The Isle of Man is generally a fairly safe place. In an emergency contact the Isle of Man Constabulary the island's police force on 999.

Town centres have real glass in bus shelters and graffiti has become a thing of the past.

Health conditions are very similar to the UK. The island has a well-equipped modern hospital Noble's Hospital, near Douglas but some complicated medical conditions may require removal to the UK.


The international dial code for the Isle of Man is the same as the United Kingdom and as part of the UK telephone system has the dial code 01624Prepaid SIM cards are readily available in mobile phone shops around the place.


English is the first language of all but a very small number of native speakers of Manx Gaelic. All children on the Isle of Man have the option to study Manx at school, and there have been efforts to revive the language. It is a descendant of Old Irish, along with Irish Gaelic and Scottish Gaelic. One of the most striking elements of the language is many consonant mutations can occur, e.g., Doolish the Manx name for Douglas, can easily become Ghoolish.


The Isle of Man is still a very socially conservative place, although some major social reforms in line with the rest of western Europe have been legislated for by Tynwald, the Manx parliament. Despite this, homosexuality, while being legalised, is not widely tolerated, and racial diversity on the island is decidedly lacking.
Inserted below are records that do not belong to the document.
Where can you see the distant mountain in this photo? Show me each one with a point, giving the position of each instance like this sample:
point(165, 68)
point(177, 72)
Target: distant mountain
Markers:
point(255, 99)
Capital punishment was not officially abolished until 1993, although no execution had taken place on the island for over 100 years. Corporal punishment has also been abolished - it was used for young male offenders until the mid 1970s.

People from the Isle of Man are known as Manx. The Manx are very proud of their identity; the Manx flag will be frequently seen. To dismiss the island as just a "tax haven" may cause annoyance; the finance industry is the major employer and considerable efforts have been made by the Manx authorities to improve the regulation and propriety of this industry. Nevertheless, taxes are considerably lower than in the UK - although Valued Added Tax is the same by agreement between the Manx and UK Governments.

The UK is often referred to simply as "across" i.e., travelling across to the UK.